What many discover is that the need to do, accomplish, and succeed perpetually replenishes itself. My father regarded lulls not as a grace but rather as enemies. His generational, class, and personal baggage was such that the only thing that mattered was Work (of the big W variety, not the small w work of cleaning up and tending to family life). Work was a form of mesmerism and ego refuge: best to keep going.

~ Kyo Maclear, Birds Art Life: A Year of Observation


Notes:

Comments

  1. Daysinthefifties says:

    sad.

    Liked by 1 person

  2. Unfortunately, those who cannot rest, often pay the ultimate price.

    Liked by 1 person

  3. sisyphus.

    Liked by 1 person

  4. That hurts. Sad. We care David. ☺

    Liked by 1 person

  5. For so many, Work has been a coping mechanism to not face ourselves fully. No wonder retirement kills those who can’t be without it …. while sets others free 💛

    Liked by 2 people

  6. My entire professional life – which made the transition to retirement so hard – and so instructive.

    Liked by 1 person

  7. I have a beautiful friend who has had that attitude all her life. She is in the last stages of lung cancer, 50yrs young. No matter how encouraging I was, she kept working. “Best to keep going, she would say.” 😢

    Like

  8. I was raised this way, to be an overachiever. No surprise, probably. But married twice to mellow men (after the first lunatic husband), I learned it’s ok to slow it down a bit. The world wouldn’t fall apart without my 24 hour participation. It’s actually amazingly refreshing to sit with no agenda whatsoever. I’ve found a good balance between activity and downtime. And since my partner of 25 years now is younger and still in his work groove, he’s happy to take on the financial responsibility. It took me a few years to stop fretting about this – I’d worked since I was 16. But oh, it’s lovely. It’s been the best thing, really. Wish I’d had that luxury when the girls were small, though at least I was home with them during the day, working restaurant nights until they were in Kindergarten. But all things is due course. ❤ Live & Learn, eh.

    Liked by 3 people

  9. yes.
    Out of necessity the working long hard hours to ‘feed the family’ that’s one thing. But when, the Busy-ness of WORK becomes the reason to live, we have a problem. Enforcing that problem onto others escalates the issue.
    I wonder if others ever close their eyes and see their headstone captions…. would it say, “Great woman (or man)….. so Busy. All the time working.”
    No. Didn’t think so.

    Liked by 1 person

    • Yes Debi. That’s it. Your thoughts remind me of:

      One possible way to escape this unbearable state of uncertainty and the paralyzing feeling of one’s own insignificance is the very trait which became so prominent in Calvinism: the development of a frantic activity and a striving to do something. Activity in this sense assumes a compulsory quality: the individual has to be active in order to overcome his feeling of doubt and powerlessness. This kind of effort and activity is not the result of inner strength and self-confidence; it is a desperate escape from anxiety.

      ~ Erich Fromm, Escape from Freedom (Open Road Media; Owl Book ed edition, March 26, 2013)

      And this:

      Western laziness ……consists of cramming our lives with compulsive activity, so there is no time at all to confront the real issues. This form of laziness lies in our failure to choose worthwhile applications for our energy. We are so addicted to looking outside ourselves that we have lost access to our inner being almost completely. We are terrified to look inward, because our culture has given us no idea of what we will find. So we make our lives so hectic that we eliminate the slightest risk of looking into ourselves. … in a world dedicated to distraction, silence and stillness terrify us; we protect ourselves from them with noise and frantic busyness. Looking into the nature of our mind is the last thing we would dare to do.
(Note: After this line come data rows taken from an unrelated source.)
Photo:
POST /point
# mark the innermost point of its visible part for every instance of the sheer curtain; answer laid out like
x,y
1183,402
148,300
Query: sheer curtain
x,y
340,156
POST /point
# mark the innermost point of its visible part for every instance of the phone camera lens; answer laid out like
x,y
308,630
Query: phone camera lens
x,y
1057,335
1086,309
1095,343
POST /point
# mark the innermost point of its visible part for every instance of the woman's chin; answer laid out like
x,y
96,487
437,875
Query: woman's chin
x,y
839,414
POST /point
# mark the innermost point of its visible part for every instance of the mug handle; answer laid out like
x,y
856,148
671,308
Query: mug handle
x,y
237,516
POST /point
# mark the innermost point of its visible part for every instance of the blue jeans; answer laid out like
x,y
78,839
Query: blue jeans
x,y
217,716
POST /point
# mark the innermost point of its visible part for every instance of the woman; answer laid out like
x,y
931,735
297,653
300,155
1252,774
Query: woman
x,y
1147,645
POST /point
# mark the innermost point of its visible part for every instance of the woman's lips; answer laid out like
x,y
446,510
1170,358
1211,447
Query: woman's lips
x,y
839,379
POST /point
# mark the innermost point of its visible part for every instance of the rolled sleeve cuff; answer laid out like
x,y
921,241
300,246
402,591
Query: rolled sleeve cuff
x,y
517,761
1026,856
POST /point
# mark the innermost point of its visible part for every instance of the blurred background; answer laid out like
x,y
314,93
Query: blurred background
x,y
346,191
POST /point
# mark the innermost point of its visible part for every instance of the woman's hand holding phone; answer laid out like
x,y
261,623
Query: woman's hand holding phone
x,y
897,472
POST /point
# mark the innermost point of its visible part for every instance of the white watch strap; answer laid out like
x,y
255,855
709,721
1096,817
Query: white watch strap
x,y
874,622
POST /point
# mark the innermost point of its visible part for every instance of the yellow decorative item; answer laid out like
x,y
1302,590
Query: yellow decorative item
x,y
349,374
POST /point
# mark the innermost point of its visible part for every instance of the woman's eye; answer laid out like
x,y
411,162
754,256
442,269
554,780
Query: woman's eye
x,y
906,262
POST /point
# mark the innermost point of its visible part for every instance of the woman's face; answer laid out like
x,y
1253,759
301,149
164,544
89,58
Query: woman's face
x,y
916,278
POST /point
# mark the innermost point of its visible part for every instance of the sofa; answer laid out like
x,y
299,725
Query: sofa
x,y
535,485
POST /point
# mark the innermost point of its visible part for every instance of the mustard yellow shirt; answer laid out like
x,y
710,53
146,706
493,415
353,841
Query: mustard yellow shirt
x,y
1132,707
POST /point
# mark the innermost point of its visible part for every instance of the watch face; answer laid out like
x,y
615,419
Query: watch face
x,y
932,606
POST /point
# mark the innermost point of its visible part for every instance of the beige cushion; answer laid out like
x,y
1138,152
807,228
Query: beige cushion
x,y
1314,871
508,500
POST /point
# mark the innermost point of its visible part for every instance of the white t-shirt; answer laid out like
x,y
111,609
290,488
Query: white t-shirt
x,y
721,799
      ~ Sogyal Rinpoche, Tibetan Book of living and Dying (HarperSanFrancisco; June 26, 2012)

      Liked by 2 people

  10. Sorry, David! tc

    Liked by 1 person

  11. This mindset can only lead to illness – physical and spiritual. Sad. My mother used to allow us 1 or 2 “sick days” a year when we were young(er). How smart she was/is to give us mental health days. I’ll always remember that.

    Liked by 1 person

  12. Reminds me of the Louise Gluck poem over at Whiskey River this morning.